Mükerrer 257. maddesinin birinci fıkrasının (4) numaralı bendinde; “Bu Kanun’un 149. maddesine göre devamlı bilgi vermek zorunda olanlardan istenilen bilgiler ile beyanname, bildirim, yazı, dilekçe, tutanak, rapor ve diğer belgelerin, şifre, elektronik imza veya diğer güvenlik araçları kullanılmak suretiyle internet de dâhil olmak üzere her türlü elektronik bilgi iletişim araç ve ortamında verilmesine, beyanname, bildirim, yazı, dilekçe, tutanak, rapor ve diğer belgelerin yetki verilmiş gerçek veya tüzel kişiler aracı kılınarak gönderilmesi hususlarında izin vermeye, standart belirlemeye veya zorunluluk getirmeye, beyanname, bildirim, yazı, dilekçe, tutanak, rapor ve diğer belgeler ile bilgilerin aktarımında uyulacak format ve standartlar ile uygulamaya ilişkin usul ve esasları tespit etmeye, bu zorunluluk veya standartları beyanname, bildirim, yazı, dilekçe, tutanak, rapor ve diğer belgeler veya bilgi ve işlem çeşitleri, mükellef grupları ve faaliyet konuları itibarıyla ayrı ayrı uygulatmaya ya da belirlemeye, kanuni süresinden sonra kendiliğinden veya pişmanlık talepli olarak verilen beyannameler üzerine düzenlenen tahakkuk fişi ve/veya ihbarnameler ile süresinden sonra verilen bildirim, yazı, dilekçe, tutanak, rapor ve diğer belgelere istinaden düzenlenen ihbarnameleri, mükellefe, vergi sorumlusuna veya bunların elektronik ortamda beyanname, bildirim, yazı, dilekçe, tutanak, rapor ve diğer belgeleri gönderme yetkisi verdiği gerçek veya tüzel kişiye elektronik ortamda tebliğ etmeye, bildirim, yazı, dilekçe, tutanak, rapor ve diğer belgelere ilişkin yapılan işlemlerin sonuçlarını internet de dâhil olmak üzere her türlü elektronik bilgi iletişim araç ve ortamında ilgili kişilere göndermeye ve bunların uygulanmasına ilişkin usul ve esasları belirlemeye”

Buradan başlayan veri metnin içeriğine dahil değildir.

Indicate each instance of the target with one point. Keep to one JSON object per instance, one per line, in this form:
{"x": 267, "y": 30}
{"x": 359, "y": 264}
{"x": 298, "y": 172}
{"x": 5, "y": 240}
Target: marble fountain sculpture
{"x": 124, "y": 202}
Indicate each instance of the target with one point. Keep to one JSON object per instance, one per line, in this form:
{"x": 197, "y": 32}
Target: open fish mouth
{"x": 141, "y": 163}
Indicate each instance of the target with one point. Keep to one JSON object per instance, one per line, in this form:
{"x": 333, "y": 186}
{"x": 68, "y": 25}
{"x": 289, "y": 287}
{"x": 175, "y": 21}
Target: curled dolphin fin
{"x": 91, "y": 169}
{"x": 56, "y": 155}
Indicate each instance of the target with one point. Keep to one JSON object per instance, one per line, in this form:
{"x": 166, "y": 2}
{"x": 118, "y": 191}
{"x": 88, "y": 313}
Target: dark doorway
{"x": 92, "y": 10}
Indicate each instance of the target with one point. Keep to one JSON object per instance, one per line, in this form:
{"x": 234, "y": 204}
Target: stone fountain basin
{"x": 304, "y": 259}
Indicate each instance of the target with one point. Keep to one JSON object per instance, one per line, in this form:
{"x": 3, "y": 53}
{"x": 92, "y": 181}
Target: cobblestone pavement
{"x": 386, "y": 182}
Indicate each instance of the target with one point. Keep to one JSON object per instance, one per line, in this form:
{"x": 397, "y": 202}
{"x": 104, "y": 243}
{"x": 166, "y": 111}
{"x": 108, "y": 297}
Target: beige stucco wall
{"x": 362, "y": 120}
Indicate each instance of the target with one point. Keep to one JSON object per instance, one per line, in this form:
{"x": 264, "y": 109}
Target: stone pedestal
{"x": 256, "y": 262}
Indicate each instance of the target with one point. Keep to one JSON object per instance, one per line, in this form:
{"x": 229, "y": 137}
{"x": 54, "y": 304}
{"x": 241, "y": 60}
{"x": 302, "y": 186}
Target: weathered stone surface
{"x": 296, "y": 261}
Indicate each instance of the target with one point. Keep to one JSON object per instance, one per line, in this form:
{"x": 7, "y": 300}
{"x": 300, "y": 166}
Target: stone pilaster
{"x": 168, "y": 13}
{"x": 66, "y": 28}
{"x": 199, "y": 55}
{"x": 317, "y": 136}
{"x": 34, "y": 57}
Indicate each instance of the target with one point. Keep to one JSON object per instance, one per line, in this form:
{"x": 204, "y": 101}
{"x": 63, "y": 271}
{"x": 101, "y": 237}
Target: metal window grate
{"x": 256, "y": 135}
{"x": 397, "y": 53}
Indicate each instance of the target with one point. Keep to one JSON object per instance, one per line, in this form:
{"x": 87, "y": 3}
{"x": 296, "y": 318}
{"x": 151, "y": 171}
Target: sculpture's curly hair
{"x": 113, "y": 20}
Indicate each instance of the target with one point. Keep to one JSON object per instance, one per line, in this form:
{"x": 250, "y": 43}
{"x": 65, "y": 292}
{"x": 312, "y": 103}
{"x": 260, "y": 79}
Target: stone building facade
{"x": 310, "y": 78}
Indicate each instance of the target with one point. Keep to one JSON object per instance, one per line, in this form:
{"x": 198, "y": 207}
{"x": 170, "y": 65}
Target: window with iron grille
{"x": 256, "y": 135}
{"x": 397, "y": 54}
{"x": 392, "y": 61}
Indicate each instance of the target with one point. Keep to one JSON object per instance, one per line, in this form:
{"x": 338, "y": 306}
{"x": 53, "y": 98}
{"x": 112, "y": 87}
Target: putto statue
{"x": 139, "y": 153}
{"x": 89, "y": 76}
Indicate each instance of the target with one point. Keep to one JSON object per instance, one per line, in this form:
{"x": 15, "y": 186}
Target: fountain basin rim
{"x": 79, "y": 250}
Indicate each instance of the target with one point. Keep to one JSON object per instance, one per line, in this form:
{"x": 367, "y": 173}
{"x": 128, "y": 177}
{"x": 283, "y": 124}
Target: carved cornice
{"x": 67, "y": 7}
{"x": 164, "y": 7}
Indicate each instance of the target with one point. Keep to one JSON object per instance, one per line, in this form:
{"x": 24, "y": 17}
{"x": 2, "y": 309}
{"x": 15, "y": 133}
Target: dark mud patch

Aynı maddenin, 05/07/2022 tarihinde yürürlüğe giren 7417 sayılı Kanun’un 26. maddesi ile değişik 9. bendinde; “Tüzel kişiler ve tüzel kişiliği olmayan teşekküllerin gerçek faydalanıcı bilgisinin güncel, tam ve doğru bir şekilde tespit edilebilmesi için gerçek faydalanıcının kapsamını belirlemeye, bu kapsama girenlerin bildirilmesi zorunluluğunu getirmeye, bildirimin içerik, format, standart, verilme süresi ve yöntemini belirlemeye, bunlarda değişiklik yapmaya, bildirim verme yükümlülüğünü sektör, mükellef grupları ve mükellefiyet durumları itibarıyla belirlemeye, bu bent kapsamındaki bilgi ve bildirimlerin elektronik ortamda muhafaza ve ibraz edilmesi yükümlülüğü getirmeye ve uygulamaya ilişkin diğer usul ve esasları belirlemeye”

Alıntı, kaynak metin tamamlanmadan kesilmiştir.